3. The icebreaker for polar scientific investigation according to claim 1, wherein: the utility model discloses a novel ice breaker, including first pivot (12) and second drive piece, backup pad (9) are located respectively, first pivot (13) both ends are provided with second driving piece (11) and first bevel gear (13) respectively, backup pad (9) are located first bevel gear (13) both sides are rotated respectively and are connected with second axis of rotation (15), second axis of rotation (15) tip is provided with second bevel gear (14), second bevel gear (14) with first bevel gear (13) are meshed, second axis of rotation (15) side is fixed to be provided with icebreaking rotary vane (17), utilizes second drive piece (11) indirect drive icebreaking rotary vane (17) high-speed rotation is broken the ice-cube.

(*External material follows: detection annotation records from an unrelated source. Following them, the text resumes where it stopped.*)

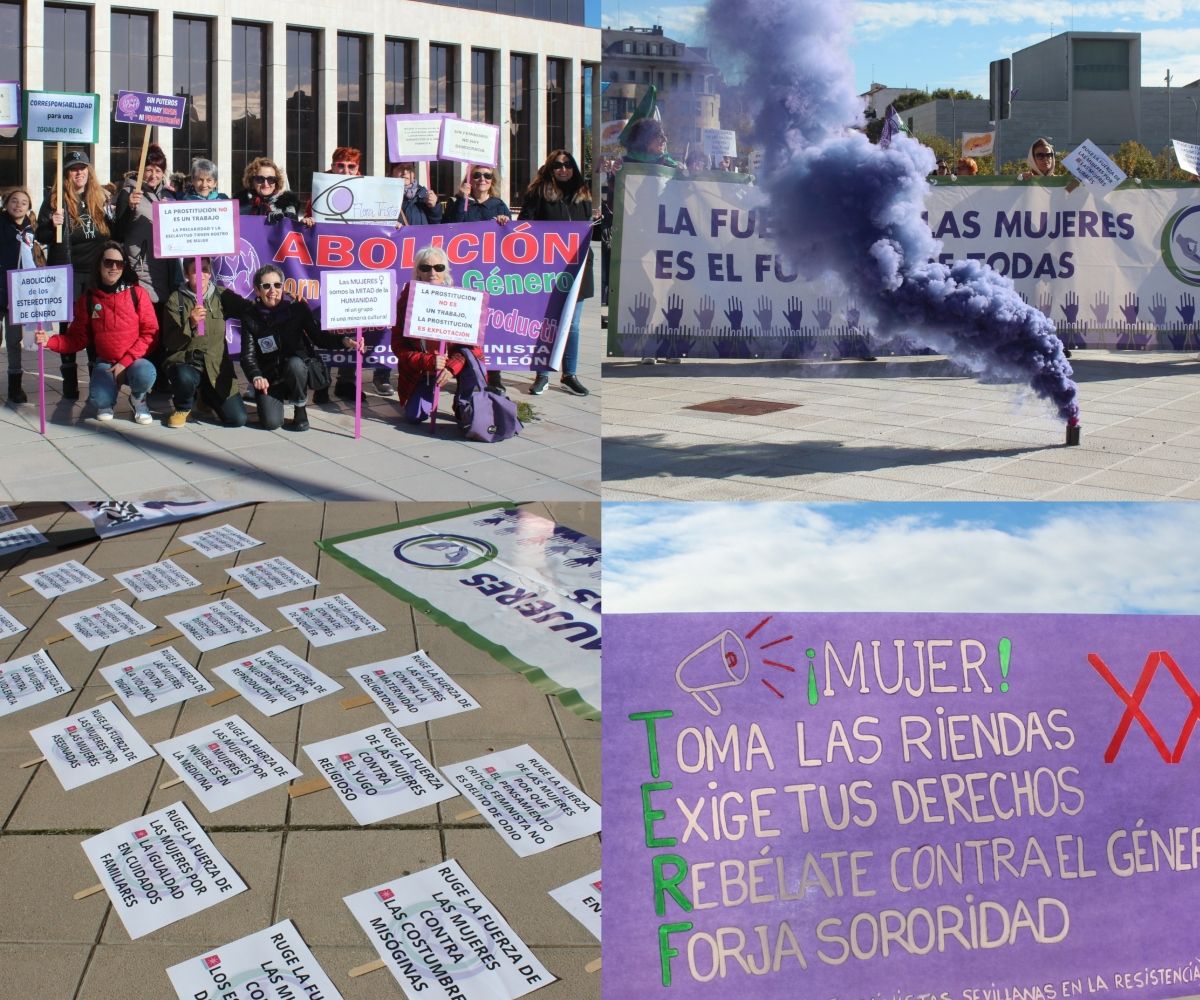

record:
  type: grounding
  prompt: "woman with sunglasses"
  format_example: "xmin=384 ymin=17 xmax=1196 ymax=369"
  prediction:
xmin=521 ymin=149 xmax=601 ymax=396
xmin=233 ymin=156 xmax=301 ymax=222
xmin=221 ymin=264 xmax=364 ymax=431
xmin=36 ymin=240 xmax=158 ymax=424
xmin=391 ymin=246 xmax=484 ymax=424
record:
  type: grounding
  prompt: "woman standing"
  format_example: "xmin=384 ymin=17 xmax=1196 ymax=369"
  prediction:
xmin=521 ymin=149 xmax=600 ymax=396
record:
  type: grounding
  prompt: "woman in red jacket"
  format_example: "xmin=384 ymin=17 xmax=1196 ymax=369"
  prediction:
xmin=37 ymin=246 xmax=158 ymax=424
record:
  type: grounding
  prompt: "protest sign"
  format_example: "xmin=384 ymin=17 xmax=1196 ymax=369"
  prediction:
xmin=304 ymin=723 xmax=457 ymax=826
xmin=226 ymin=556 xmax=318 ymax=600
xmin=384 ymin=114 xmax=452 ymax=163
xmin=0 ymin=649 xmax=71 ymax=715
xmin=113 ymin=559 xmax=200 ymax=600
xmin=277 ymin=594 xmax=386 ymax=646
xmin=179 ymin=525 xmax=263 ymax=559
xmin=347 ymin=649 xmax=479 ymax=726
xmin=59 ymin=600 xmax=156 ymax=652
xmin=8 ymin=264 xmax=74 ymax=328
xmin=320 ymin=271 xmax=396 ymax=330
xmin=29 ymin=705 xmax=155 ymax=791
xmin=167 ymin=920 xmax=342 ymax=1000
xmin=404 ymin=281 xmax=487 ymax=347
xmin=604 ymin=612 xmax=1200 ymax=1000
xmin=20 ymin=559 xmax=104 ymax=598
xmin=23 ymin=90 xmax=100 ymax=144
xmin=212 ymin=646 xmax=342 ymax=715
xmin=100 ymin=646 xmax=212 ymax=717
xmin=154 ymin=715 xmax=301 ymax=813
xmin=438 ymin=118 xmax=500 ymax=167
xmin=317 ymin=505 xmax=601 ymax=719
xmin=167 ymin=598 xmax=270 ymax=653
xmin=550 ymin=868 xmax=601 ymax=941
xmin=445 ymin=743 xmax=600 ymax=857
xmin=344 ymin=858 xmax=554 ymax=1000
xmin=82 ymin=802 xmax=246 ymax=941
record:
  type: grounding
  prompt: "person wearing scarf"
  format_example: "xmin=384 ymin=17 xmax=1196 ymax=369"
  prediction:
xmin=162 ymin=257 xmax=246 ymax=427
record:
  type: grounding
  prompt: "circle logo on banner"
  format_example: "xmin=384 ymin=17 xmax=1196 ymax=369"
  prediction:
xmin=391 ymin=534 xmax=499 ymax=570
xmin=1163 ymin=205 xmax=1200 ymax=287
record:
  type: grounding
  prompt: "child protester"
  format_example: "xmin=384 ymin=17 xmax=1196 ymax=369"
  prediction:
xmin=162 ymin=257 xmax=246 ymax=427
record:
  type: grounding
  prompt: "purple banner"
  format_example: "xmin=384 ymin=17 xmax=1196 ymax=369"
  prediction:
xmin=113 ymin=90 xmax=187 ymax=128
xmin=212 ymin=216 xmax=590 ymax=371
xmin=602 ymin=613 xmax=1200 ymax=1000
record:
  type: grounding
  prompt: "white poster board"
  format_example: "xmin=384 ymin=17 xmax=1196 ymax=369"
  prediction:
xmin=550 ymin=868 xmax=601 ymax=941
xmin=212 ymin=646 xmax=342 ymax=715
xmin=82 ymin=802 xmax=246 ymax=941
xmin=20 ymin=559 xmax=104 ymax=599
xmin=113 ymin=559 xmax=200 ymax=600
xmin=445 ymin=743 xmax=600 ymax=857
xmin=100 ymin=646 xmax=212 ymax=717
xmin=0 ymin=649 xmax=71 ymax=717
xmin=167 ymin=920 xmax=342 ymax=1000
xmin=344 ymin=858 xmax=554 ymax=1000
xmin=304 ymin=723 xmax=458 ymax=826
xmin=154 ymin=715 xmax=301 ymax=813
xmin=277 ymin=594 xmax=386 ymax=646
xmin=347 ymin=649 xmax=479 ymax=726
xmin=59 ymin=600 xmax=156 ymax=652
xmin=226 ymin=556 xmax=317 ymax=600
xmin=29 ymin=705 xmax=155 ymax=791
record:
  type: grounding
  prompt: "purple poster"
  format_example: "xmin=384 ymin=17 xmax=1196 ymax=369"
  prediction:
xmin=212 ymin=216 xmax=590 ymax=371
xmin=604 ymin=612 xmax=1200 ymax=1000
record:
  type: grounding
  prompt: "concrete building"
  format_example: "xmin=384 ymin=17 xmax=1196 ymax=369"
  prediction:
xmin=0 ymin=0 xmax=600 ymax=202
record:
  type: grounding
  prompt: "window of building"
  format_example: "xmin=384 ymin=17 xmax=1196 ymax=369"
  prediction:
xmin=284 ymin=28 xmax=316 ymax=198
xmin=229 ymin=22 xmax=270 ymax=194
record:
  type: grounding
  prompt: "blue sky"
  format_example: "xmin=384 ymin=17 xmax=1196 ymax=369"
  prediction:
xmin=604 ymin=503 xmax=1200 ymax=615
xmin=602 ymin=0 xmax=1200 ymax=97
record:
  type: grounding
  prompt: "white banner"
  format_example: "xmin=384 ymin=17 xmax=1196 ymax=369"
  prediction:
xmin=82 ymin=802 xmax=246 ymax=941
xmin=319 ymin=508 xmax=600 ymax=718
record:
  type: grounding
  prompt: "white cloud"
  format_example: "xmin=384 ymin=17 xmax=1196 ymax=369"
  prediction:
xmin=604 ymin=504 xmax=1200 ymax=613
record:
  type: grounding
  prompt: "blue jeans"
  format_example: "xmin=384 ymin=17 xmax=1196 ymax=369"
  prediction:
xmin=88 ymin=358 xmax=156 ymax=409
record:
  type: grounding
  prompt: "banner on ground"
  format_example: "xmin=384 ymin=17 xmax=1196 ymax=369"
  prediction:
xmin=212 ymin=216 xmax=592 ymax=370
xmin=317 ymin=505 xmax=600 ymax=719
xmin=604 ymin=612 xmax=1200 ymax=1000
xmin=608 ymin=163 xmax=1200 ymax=359
xmin=82 ymin=802 xmax=246 ymax=941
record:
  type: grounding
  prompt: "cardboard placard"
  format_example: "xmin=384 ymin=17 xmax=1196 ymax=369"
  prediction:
xmin=82 ymin=802 xmax=246 ymax=941
xmin=226 ymin=556 xmax=318 ymax=600
xmin=277 ymin=594 xmax=386 ymax=646
xmin=0 ymin=649 xmax=71 ymax=717
xmin=155 ymin=715 xmax=300 ymax=813
xmin=154 ymin=200 xmax=238 ymax=258
xmin=167 ymin=598 xmax=271 ymax=653
xmin=344 ymin=858 xmax=554 ymax=1000
xmin=212 ymin=646 xmax=342 ymax=715
xmin=29 ymin=705 xmax=155 ymax=791
xmin=404 ymin=281 xmax=487 ymax=347
xmin=347 ymin=649 xmax=479 ymax=726
xmin=8 ymin=264 xmax=74 ymax=327
xmin=100 ymin=646 xmax=212 ymax=717
xmin=320 ymin=270 xmax=396 ymax=330
xmin=445 ymin=743 xmax=600 ymax=857
xmin=304 ymin=723 xmax=458 ymax=826
xmin=20 ymin=559 xmax=104 ymax=599
xmin=167 ymin=920 xmax=342 ymax=1000
xmin=59 ymin=600 xmax=156 ymax=652
xmin=113 ymin=559 xmax=200 ymax=600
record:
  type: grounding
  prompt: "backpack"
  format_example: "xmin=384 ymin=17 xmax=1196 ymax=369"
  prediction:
xmin=454 ymin=351 xmax=524 ymax=442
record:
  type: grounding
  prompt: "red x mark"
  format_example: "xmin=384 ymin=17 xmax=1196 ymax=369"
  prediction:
xmin=1087 ymin=649 xmax=1200 ymax=764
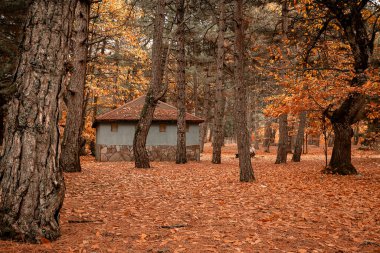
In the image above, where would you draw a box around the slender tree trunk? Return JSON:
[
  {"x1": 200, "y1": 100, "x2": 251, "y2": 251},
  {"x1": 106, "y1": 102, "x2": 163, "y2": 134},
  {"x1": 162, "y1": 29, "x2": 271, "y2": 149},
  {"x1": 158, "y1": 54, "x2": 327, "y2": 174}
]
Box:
[
  {"x1": 263, "y1": 119, "x2": 272, "y2": 153},
  {"x1": 199, "y1": 78, "x2": 211, "y2": 152},
  {"x1": 234, "y1": 0, "x2": 255, "y2": 182},
  {"x1": 193, "y1": 69, "x2": 199, "y2": 116},
  {"x1": 292, "y1": 111, "x2": 307, "y2": 162},
  {"x1": 59, "y1": 0, "x2": 90, "y2": 172},
  {"x1": 0, "y1": 0, "x2": 76, "y2": 243},
  {"x1": 176, "y1": 0, "x2": 187, "y2": 163},
  {"x1": 133, "y1": 0, "x2": 166, "y2": 168},
  {"x1": 0, "y1": 105, "x2": 5, "y2": 146},
  {"x1": 275, "y1": 0, "x2": 289, "y2": 164},
  {"x1": 212, "y1": 0, "x2": 226, "y2": 164},
  {"x1": 275, "y1": 113, "x2": 288, "y2": 164}
]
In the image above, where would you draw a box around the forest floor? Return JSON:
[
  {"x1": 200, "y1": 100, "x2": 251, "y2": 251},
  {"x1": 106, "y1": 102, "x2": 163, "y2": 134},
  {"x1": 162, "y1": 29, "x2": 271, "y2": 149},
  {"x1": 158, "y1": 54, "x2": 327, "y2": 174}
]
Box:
[{"x1": 0, "y1": 145, "x2": 380, "y2": 253}]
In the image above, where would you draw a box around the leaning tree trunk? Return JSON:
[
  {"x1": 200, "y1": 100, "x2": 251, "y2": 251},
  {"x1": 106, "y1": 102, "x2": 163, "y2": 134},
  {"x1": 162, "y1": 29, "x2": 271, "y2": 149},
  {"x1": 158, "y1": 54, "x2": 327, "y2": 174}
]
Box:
[
  {"x1": 292, "y1": 111, "x2": 306, "y2": 162},
  {"x1": 314, "y1": 0, "x2": 377, "y2": 175},
  {"x1": 59, "y1": 0, "x2": 90, "y2": 172},
  {"x1": 133, "y1": 0, "x2": 166, "y2": 168},
  {"x1": 212, "y1": 0, "x2": 225, "y2": 164},
  {"x1": 323, "y1": 92, "x2": 366, "y2": 175},
  {"x1": 176, "y1": 0, "x2": 187, "y2": 163},
  {"x1": 0, "y1": 0, "x2": 76, "y2": 243},
  {"x1": 234, "y1": 0, "x2": 255, "y2": 182},
  {"x1": 275, "y1": 113, "x2": 288, "y2": 164}
]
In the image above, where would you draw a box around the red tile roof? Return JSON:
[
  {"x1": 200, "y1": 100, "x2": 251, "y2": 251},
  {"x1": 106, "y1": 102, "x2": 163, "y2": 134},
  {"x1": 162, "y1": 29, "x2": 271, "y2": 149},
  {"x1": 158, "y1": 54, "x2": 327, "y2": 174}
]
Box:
[{"x1": 95, "y1": 96, "x2": 204, "y2": 124}]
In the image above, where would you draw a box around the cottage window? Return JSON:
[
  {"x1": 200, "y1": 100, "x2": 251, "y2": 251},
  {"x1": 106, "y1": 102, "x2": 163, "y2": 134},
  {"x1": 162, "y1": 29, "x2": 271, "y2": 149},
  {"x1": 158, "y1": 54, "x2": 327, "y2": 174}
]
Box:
[
  {"x1": 111, "y1": 123, "x2": 118, "y2": 132},
  {"x1": 160, "y1": 124, "x2": 166, "y2": 132}
]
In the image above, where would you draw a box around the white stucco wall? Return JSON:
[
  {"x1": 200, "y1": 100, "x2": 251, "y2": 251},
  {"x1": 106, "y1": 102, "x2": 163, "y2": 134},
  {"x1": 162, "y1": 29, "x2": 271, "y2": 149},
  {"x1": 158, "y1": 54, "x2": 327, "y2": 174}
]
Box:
[{"x1": 96, "y1": 122, "x2": 199, "y2": 146}]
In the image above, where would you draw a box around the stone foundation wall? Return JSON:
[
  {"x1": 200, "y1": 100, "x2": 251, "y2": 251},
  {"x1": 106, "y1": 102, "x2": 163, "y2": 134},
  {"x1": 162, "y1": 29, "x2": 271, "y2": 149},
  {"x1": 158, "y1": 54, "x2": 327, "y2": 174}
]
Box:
[{"x1": 95, "y1": 144, "x2": 200, "y2": 162}]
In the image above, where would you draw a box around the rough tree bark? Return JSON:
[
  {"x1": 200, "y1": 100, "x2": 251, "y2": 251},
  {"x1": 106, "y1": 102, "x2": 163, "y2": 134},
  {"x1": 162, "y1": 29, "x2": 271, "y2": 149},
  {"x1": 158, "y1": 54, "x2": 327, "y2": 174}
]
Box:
[
  {"x1": 176, "y1": 0, "x2": 187, "y2": 164},
  {"x1": 275, "y1": 113, "x2": 288, "y2": 164},
  {"x1": 275, "y1": 0, "x2": 289, "y2": 164},
  {"x1": 263, "y1": 119, "x2": 272, "y2": 153},
  {"x1": 234, "y1": 0, "x2": 255, "y2": 182},
  {"x1": 199, "y1": 77, "x2": 211, "y2": 152},
  {"x1": 292, "y1": 111, "x2": 307, "y2": 162},
  {"x1": 0, "y1": 0, "x2": 76, "y2": 243},
  {"x1": 59, "y1": 0, "x2": 91, "y2": 172},
  {"x1": 317, "y1": 0, "x2": 376, "y2": 175},
  {"x1": 212, "y1": 0, "x2": 226, "y2": 164},
  {"x1": 133, "y1": 0, "x2": 166, "y2": 168}
]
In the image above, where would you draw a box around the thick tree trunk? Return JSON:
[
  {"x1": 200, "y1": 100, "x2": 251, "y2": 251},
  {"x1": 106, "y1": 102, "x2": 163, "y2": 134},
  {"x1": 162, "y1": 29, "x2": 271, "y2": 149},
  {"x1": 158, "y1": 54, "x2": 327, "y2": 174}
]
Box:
[
  {"x1": 292, "y1": 111, "x2": 307, "y2": 162},
  {"x1": 321, "y1": 0, "x2": 376, "y2": 175},
  {"x1": 275, "y1": 113, "x2": 288, "y2": 164},
  {"x1": 176, "y1": 0, "x2": 187, "y2": 163},
  {"x1": 0, "y1": 0, "x2": 76, "y2": 243},
  {"x1": 133, "y1": 0, "x2": 166, "y2": 168},
  {"x1": 234, "y1": 0, "x2": 255, "y2": 182},
  {"x1": 212, "y1": 0, "x2": 226, "y2": 164},
  {"x1": 59, "y1": 0, "x2": 90, "y2": 172},
  {"x1": 263, "y1": 119, "x2": 272, "y2": 153},
  {"x1": 324, "y1": 123, "x2": 358, "y2": 175}
]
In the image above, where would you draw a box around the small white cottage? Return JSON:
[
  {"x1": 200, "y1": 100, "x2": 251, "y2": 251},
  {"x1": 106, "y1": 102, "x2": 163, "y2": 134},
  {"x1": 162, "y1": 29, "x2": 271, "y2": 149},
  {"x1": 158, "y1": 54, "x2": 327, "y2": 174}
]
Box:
[{"x1": 93, "y1": 96, "x2": 203, "y2": 161}]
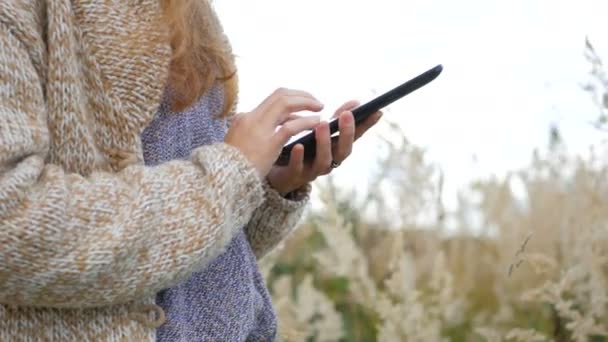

4. The icebreaker for polar scientific investigation according to claim 1, wherein: the utility model discloses a water tank, including backup pad (9), backup pad (9) top is provided with water tank (31), water tank (31) side is connected with inlet tube (32), water tank (31) inside is provided with water pumping module and heating module, and cold water heating is accomplished the back follow water tank (31) side outlet pipe (33) flow, to the ice-cube of outlet pipe (33) below melts.